L'Agape, il segno dell'amore… ma lui non crede nell'amore.
La tripla chiave, generatrice di fiducia e di comprensione… ma lui non si fida di me.
L'oppio, il fumo violetto, la via del sonno… e sentii che già le palpebre mi si chiudevano.
Ecco come neutralizzava le Forze delle Tenebre. La sua fede furibonda, unita ai celati poteri di Altro, funzionava come uno specchio. Restituiva il colpo ricevuto. Si metteva al livello dell'avversario. E questo, insieme al potere di vedere le Tenebre e a quell'assurdo pugnale magico, gli garantiva in pratica l'invulnerabilità.
No, naturalmente non avrebbe potuto restituire qualsiasi colpo. I colpi non ritornavano proprio immediatamente. Il segno di Tanatos, la morte, o la spada bianca probabilmente avrebbero funzionato.
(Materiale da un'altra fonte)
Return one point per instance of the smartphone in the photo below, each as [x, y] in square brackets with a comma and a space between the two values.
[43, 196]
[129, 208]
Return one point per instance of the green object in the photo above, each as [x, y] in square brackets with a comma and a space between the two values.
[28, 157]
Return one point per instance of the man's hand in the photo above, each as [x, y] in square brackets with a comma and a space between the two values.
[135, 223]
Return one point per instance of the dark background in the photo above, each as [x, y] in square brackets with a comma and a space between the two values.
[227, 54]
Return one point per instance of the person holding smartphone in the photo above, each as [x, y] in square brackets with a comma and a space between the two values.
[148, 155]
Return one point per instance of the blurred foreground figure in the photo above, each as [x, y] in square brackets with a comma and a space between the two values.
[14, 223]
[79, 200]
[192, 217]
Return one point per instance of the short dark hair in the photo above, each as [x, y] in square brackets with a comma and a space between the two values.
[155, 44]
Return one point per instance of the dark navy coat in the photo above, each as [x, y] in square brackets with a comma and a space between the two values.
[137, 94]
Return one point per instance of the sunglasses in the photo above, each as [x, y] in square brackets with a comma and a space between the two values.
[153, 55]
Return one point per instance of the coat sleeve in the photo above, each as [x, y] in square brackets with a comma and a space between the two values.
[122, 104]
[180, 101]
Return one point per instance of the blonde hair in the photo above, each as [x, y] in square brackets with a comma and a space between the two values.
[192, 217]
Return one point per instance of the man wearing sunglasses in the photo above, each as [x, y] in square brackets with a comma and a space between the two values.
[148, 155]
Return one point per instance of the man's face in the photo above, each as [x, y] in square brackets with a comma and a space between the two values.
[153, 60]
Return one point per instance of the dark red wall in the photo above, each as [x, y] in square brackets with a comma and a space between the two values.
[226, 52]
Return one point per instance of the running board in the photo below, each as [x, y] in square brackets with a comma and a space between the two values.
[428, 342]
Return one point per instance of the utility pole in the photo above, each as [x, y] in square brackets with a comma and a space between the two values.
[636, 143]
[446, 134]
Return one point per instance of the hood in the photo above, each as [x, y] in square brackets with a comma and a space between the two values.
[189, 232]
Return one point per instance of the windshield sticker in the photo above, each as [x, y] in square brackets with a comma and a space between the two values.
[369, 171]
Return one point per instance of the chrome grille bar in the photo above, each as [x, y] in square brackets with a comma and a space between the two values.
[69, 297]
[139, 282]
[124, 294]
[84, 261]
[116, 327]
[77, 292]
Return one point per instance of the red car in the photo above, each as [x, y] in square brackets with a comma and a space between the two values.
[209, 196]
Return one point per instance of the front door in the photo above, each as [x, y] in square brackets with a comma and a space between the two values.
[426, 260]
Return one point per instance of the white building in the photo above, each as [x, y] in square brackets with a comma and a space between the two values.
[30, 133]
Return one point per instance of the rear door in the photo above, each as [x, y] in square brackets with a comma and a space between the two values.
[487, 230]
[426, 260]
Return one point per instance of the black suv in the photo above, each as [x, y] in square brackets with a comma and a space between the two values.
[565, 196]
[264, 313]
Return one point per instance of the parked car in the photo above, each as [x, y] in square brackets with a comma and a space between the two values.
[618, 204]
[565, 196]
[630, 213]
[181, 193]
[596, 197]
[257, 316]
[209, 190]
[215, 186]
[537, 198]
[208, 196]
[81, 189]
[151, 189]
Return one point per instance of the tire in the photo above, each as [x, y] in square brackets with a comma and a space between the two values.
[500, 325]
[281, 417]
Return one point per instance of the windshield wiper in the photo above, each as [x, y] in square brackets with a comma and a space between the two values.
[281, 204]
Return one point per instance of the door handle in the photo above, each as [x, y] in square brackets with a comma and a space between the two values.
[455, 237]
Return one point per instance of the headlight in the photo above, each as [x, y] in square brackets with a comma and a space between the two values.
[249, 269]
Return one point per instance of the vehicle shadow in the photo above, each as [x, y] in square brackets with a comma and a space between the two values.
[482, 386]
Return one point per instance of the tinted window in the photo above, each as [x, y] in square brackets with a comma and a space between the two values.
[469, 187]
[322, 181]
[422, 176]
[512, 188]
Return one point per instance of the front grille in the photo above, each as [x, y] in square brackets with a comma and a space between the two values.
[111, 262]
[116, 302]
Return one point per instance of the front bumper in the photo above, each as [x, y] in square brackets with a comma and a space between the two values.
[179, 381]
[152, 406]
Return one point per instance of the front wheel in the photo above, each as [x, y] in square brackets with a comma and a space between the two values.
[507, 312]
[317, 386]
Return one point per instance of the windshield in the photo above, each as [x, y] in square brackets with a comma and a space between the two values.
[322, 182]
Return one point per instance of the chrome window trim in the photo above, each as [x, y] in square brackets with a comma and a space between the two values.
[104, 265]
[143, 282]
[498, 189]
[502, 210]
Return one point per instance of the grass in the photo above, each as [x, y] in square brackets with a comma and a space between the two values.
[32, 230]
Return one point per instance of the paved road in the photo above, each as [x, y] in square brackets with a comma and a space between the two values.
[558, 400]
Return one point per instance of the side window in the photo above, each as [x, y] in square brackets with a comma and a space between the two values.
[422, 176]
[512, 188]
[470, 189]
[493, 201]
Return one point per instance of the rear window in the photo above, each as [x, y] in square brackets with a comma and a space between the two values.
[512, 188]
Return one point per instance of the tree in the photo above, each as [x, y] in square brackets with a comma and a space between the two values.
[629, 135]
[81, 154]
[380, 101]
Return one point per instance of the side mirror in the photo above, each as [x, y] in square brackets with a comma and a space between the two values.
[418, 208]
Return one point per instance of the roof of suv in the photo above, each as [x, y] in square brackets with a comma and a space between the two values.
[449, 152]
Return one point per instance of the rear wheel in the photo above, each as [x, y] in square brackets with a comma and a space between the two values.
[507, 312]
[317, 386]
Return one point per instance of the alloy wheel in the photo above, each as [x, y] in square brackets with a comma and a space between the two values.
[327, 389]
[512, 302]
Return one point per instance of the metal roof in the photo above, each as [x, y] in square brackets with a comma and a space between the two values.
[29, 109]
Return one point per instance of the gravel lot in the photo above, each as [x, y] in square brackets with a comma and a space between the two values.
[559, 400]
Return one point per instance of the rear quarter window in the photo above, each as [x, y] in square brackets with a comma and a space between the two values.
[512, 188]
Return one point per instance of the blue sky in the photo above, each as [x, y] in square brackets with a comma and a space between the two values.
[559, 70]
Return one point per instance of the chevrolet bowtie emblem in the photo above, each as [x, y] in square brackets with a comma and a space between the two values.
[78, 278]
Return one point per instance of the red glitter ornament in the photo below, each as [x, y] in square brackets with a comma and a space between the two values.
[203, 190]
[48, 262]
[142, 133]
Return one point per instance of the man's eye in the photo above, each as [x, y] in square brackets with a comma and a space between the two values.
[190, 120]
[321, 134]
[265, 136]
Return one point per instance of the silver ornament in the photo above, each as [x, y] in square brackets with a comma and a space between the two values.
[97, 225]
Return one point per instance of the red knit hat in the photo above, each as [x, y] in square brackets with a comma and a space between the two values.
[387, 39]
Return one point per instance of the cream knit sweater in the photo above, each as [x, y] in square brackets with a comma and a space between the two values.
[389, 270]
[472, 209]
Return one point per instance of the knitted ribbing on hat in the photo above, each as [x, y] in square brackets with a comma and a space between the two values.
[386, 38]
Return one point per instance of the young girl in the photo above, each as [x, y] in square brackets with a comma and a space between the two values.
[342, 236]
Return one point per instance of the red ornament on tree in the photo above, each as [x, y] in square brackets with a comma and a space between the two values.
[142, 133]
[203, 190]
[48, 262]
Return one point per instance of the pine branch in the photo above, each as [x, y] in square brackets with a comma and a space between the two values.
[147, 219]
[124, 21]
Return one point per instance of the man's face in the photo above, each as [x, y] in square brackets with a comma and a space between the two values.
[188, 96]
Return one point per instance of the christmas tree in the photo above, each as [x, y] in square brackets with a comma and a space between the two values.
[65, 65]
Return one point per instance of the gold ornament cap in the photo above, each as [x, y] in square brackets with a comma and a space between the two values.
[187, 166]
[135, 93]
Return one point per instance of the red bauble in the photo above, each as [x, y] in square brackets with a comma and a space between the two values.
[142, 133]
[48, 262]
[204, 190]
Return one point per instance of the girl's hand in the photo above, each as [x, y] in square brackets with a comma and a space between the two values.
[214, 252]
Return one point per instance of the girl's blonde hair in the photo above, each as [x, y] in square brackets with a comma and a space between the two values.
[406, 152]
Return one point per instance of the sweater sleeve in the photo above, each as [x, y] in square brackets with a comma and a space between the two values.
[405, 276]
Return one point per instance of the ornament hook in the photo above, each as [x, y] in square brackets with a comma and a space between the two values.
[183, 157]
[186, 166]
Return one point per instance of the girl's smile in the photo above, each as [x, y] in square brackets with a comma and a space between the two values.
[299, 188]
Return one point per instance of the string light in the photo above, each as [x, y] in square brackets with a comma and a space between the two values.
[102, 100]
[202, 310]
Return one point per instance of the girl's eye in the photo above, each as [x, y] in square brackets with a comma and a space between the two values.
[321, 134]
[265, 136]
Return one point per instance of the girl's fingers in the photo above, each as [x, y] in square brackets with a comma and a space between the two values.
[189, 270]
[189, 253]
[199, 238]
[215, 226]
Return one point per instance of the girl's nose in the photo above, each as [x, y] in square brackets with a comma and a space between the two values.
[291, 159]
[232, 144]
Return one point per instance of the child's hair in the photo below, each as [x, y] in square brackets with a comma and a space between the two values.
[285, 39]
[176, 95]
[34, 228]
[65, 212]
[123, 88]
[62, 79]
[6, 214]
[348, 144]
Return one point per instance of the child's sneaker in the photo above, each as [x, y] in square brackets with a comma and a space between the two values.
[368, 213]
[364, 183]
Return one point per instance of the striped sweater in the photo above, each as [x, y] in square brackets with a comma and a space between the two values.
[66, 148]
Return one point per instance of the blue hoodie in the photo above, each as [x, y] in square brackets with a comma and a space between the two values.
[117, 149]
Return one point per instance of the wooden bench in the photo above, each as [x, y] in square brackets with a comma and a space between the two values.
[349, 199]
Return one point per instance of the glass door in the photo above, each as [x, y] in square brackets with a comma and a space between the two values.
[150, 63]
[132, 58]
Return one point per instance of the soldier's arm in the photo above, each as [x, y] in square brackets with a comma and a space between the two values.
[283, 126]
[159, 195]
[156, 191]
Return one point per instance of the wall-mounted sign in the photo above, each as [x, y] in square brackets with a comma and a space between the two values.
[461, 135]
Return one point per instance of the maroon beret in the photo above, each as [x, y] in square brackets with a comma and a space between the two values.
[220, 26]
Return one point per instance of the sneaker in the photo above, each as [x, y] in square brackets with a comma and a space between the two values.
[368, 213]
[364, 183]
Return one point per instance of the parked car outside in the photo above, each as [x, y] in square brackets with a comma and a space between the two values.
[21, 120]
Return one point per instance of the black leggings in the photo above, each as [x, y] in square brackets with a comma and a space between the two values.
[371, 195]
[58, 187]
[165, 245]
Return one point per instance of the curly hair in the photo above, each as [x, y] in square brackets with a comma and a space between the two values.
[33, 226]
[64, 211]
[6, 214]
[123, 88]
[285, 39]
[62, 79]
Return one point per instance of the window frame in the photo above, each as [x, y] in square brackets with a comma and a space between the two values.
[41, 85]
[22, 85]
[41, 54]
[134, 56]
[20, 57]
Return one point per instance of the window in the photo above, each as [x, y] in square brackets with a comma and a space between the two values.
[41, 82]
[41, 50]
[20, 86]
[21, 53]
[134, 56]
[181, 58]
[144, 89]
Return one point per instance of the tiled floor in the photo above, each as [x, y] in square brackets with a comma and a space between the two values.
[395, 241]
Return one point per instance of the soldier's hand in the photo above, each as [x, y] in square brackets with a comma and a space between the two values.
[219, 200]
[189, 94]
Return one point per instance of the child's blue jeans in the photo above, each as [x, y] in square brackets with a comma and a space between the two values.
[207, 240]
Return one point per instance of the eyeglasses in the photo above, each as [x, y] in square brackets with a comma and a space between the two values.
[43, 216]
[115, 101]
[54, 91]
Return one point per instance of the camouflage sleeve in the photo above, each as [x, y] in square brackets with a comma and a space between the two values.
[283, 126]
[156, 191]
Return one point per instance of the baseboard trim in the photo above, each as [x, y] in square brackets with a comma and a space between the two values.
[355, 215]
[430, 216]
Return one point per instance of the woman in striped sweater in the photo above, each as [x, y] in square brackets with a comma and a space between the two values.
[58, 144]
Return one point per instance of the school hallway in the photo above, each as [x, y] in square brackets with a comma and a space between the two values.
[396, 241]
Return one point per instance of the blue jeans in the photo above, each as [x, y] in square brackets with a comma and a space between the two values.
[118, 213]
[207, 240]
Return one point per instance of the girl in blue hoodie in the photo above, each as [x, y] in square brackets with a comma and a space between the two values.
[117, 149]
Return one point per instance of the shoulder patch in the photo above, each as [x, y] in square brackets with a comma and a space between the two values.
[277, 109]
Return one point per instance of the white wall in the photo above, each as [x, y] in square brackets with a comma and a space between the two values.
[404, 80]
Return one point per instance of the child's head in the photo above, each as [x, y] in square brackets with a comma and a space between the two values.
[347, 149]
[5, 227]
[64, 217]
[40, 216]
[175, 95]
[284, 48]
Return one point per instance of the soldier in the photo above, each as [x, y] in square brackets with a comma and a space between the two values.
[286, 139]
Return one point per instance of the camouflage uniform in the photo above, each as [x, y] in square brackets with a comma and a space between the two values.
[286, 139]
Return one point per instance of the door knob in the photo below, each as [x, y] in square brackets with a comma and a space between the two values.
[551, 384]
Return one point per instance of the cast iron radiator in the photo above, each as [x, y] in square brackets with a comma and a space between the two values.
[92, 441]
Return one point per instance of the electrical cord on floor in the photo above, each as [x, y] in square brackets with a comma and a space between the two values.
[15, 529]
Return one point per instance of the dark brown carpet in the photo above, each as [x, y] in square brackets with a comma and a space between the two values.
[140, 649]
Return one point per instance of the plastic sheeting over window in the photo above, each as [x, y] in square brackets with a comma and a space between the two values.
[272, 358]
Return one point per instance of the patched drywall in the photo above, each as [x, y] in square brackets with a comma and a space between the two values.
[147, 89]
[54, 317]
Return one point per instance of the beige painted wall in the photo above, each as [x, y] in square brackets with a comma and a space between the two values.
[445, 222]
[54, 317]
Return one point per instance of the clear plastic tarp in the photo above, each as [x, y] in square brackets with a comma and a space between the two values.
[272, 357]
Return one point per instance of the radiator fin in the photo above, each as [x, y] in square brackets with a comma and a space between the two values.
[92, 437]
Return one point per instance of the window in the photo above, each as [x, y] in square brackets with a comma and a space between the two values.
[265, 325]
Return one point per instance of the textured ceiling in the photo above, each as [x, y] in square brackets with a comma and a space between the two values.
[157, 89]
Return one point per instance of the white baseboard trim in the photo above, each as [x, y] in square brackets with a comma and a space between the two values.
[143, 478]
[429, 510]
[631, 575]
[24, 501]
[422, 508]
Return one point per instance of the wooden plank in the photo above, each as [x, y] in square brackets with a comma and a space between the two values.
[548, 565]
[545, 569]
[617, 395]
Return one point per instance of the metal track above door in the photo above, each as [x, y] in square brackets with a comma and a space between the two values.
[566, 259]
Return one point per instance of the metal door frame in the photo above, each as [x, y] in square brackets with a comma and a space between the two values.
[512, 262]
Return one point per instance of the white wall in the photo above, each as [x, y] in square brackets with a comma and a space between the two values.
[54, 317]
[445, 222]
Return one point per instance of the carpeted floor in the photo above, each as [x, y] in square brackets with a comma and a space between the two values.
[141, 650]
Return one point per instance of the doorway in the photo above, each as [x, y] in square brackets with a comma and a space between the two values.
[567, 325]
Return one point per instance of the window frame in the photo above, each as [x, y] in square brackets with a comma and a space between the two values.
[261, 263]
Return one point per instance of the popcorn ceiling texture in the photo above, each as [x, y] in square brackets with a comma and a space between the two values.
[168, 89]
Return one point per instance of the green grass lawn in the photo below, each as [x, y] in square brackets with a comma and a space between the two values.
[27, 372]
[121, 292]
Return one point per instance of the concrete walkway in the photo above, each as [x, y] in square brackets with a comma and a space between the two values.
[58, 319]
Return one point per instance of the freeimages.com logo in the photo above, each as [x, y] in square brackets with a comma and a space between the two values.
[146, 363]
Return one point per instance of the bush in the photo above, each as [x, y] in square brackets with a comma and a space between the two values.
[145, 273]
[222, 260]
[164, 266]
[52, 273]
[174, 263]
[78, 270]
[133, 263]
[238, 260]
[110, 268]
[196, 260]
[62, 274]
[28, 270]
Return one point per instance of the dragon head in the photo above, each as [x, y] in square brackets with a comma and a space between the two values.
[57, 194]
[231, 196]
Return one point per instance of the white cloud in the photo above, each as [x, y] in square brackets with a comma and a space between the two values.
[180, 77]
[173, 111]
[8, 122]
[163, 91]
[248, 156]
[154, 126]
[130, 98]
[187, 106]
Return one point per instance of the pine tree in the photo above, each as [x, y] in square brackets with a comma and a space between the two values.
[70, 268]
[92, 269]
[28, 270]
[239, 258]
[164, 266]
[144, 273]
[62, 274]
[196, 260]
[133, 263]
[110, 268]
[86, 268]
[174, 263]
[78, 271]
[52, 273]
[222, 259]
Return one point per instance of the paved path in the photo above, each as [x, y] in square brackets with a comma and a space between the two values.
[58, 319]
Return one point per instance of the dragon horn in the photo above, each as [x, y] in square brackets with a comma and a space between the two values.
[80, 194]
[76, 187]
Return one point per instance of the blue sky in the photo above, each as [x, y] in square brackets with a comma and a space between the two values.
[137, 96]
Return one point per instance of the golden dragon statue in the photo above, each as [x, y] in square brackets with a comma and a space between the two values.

Solo che, uccidendo lui, uccidevo me stesso. Mi dirigevo verso l'unica strada a cui siamo tutti condannati: il Crepuscolo. Tra i pallidi sogni, tra le illusioni incolori, nell'eterna gelida nebbia. Non avevo la forza di considerarlo un nemico, la condizione che lui mi aveva assegnato con tanta facilità.
Ruotavamo avvinghiati, ogni tanto Maksim tentava un attacco, con scarsi risultati. In effetti non aveva mai combattuto con nessuno, era abituato a uccidere le proprie vittime in modo facile e rapido. E da un luogo lontano lontano udii la risata di scherno di Zavulon. E poi la sua voce morbida, insinuante: "Hai deciso di giocare contro le Tenebre? Gioca. Hai tutto quello che ti serve. Amici e nemici, amore e odio. Scegli la tua arma. Quella che preferisci. Tanto sai già il risultato. Adesso lo sai."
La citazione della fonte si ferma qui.